= Eimhin =

Irish abbot and bishop

Eimhin /ˈɛvᵻn/ was the abbot and bishop of Ros-mic-Truin (Ireland), probably in the sixth century.

Eimhin came from Munster, and was the son of Eoghan, and brother of three other saints, Corbmac, Culain, and Diarmuid. Of the early part of his religious life little is known.

The Abbey of Ros-mic-Truin was founded by St. Abban of Magheranoidhe, who entrusted it to Eimhin, and from the number of religious and students belonging to the south of Ireland who dwelt there the place came to be called "Ros-glas of the Munstermen". St Eimhin is said by some to have been the author of the life of St Patrick, called the Vita Tripartita originally published by the Franciscan John Colgan.

Eimhin was famous for many and great miracles. The date of Eimhin's death has not been recorded; however, competent authorities assign it to the earlier half of the sixth century.

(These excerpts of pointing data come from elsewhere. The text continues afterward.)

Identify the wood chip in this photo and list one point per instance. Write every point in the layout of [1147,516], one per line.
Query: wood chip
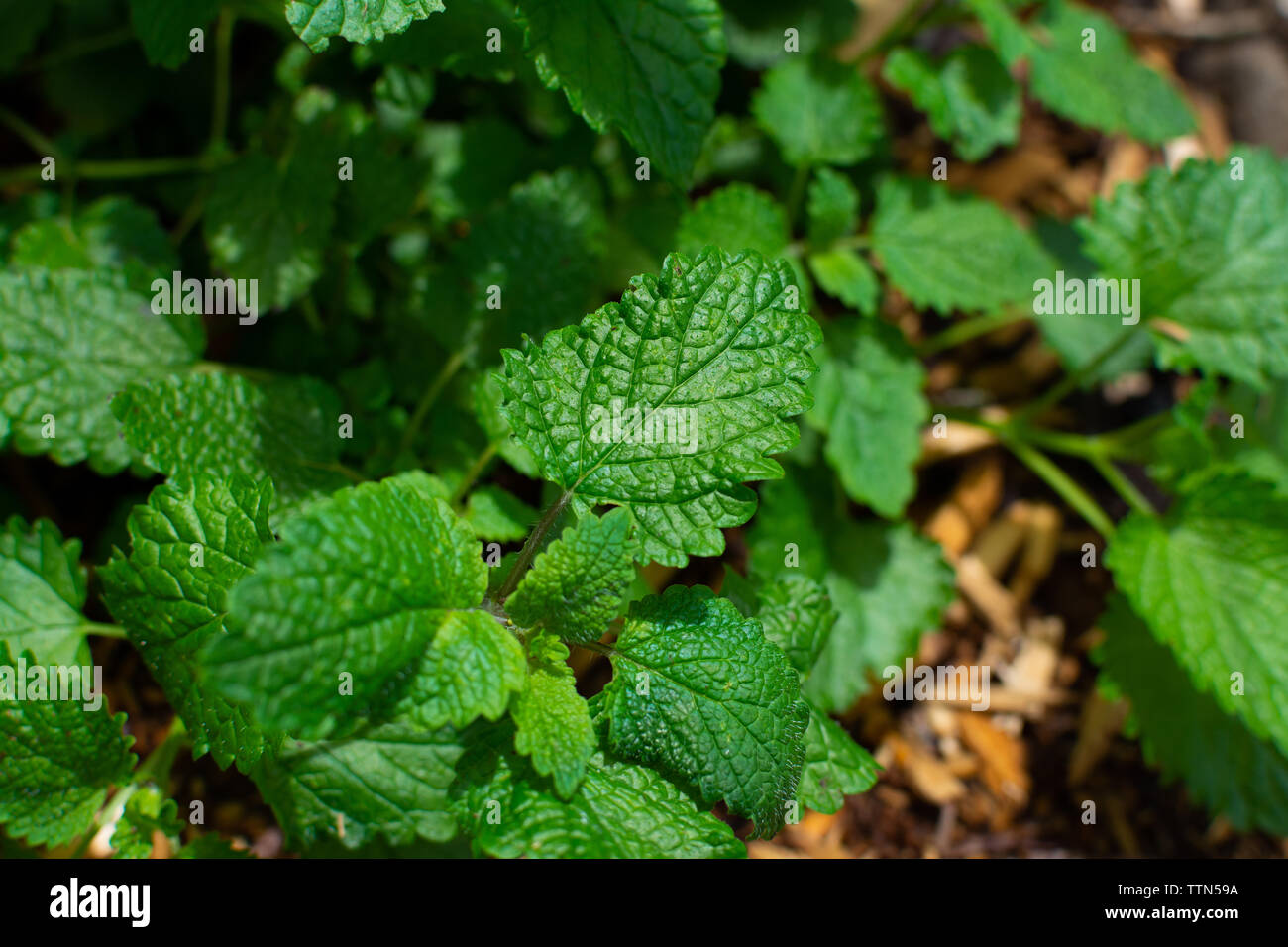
[1003,755]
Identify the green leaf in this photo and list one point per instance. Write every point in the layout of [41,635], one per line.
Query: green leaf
[487,408]
[887,582]
[58,762]
[68,342]
[1209,253]
[270,223]
[819,112]
[188,547]
[845,274]
[835,766]
[610,56]
[1108,88]
[619,810]
[949,252]
[868,401]
[542,248]
[756,29]
[698,692]
[832,208]
[552,719]
[360,585]
[494,514]
[702,367]
[163,27]
[578,583]
[42,592]
[969,97]
[1081,339]
[473,668]
[357,21]
[458,42]
[795,612]
[1211,581]
[1186,735]
[382,783]
[282,428]
[147,810]
[734,218]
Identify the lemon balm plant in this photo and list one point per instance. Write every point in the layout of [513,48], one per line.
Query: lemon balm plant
[339,287]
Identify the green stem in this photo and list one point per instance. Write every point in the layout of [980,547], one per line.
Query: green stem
[37,141]
[73,51]
[1125,488]
[1064,486]
[1070,381]
[223,80]
[121,170]
[426,401]
[969,329]
[532,547]
[101,630]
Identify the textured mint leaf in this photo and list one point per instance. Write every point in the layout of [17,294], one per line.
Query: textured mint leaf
[360,583]
[969,97]
[163,27]
[835,766]
[382,783]
[112,234]
[1209,254]
[147,810]
[711,351]
[552,719]
[219,425]
[819,112]
[952,252]
[735,217]
[700,693]
[619,810]
[888,583]
[1186,735]
[651,69]
[456,42]
[542,248]
[578,583]
[68,342]
[1081,339]
[845,274]
[794,609]
[270,223]
[56,764]
[756,27]
[867,393]
[1234,528]
[357,21]
[472,668]
[494,514]
[42,592]
[171,607]
[1108,89]
[832,208]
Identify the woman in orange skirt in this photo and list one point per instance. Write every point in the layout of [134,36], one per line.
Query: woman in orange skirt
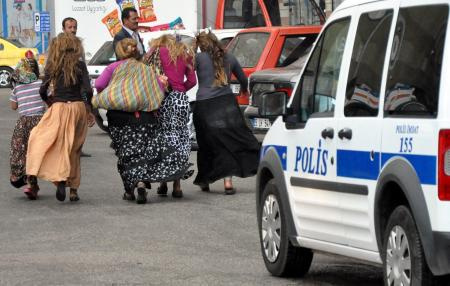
[54,146]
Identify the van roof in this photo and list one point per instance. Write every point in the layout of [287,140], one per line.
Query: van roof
[350,3]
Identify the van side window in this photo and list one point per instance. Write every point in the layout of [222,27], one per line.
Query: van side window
[320,78]
[412,87]
[366,68]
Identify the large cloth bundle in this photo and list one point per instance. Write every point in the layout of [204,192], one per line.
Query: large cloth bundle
[133,87]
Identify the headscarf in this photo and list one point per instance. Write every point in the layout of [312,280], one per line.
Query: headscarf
[23,74]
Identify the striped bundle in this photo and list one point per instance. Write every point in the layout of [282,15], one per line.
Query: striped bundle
[133,87]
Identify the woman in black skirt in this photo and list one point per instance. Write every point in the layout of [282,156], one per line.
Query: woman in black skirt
[226,145]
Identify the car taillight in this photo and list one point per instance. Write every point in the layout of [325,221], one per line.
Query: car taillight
[444,165]
[287,90]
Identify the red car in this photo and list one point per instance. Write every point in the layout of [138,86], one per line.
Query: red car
[269,47]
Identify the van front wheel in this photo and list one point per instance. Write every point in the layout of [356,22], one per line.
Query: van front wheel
[280,256]
[403,255]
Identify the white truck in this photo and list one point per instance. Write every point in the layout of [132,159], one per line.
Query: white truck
[93,14]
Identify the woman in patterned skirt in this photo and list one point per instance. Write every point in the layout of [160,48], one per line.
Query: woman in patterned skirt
[133,134]
[177,64]
[26,99]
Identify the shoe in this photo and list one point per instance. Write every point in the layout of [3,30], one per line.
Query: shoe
[177,194]
[128,196]
[187,174]
[162,190]
[73,196]
[230,191]
[205,188]
[142,194]
[85,154]
[61,191]
[30,193]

Eimhin secured special status for the Monasterevin area placing it outside the common law, making it a sanctuary. After Eimhin's death, it is said, his consecrated bell was held in great veneration, and was used as a swearing relic down to the fourteenth century, oaths and promises made upon it being deemed inviolable.

The feast-day of Saint Eimhin is observed in the Irish calendars on 22 December.

The town of Monasterevin in County Kildare and the village of Effin in County Limerick are named after Eimhin. St. Evin's School is a Catholic Primary School in Monasterevin, County Kildare.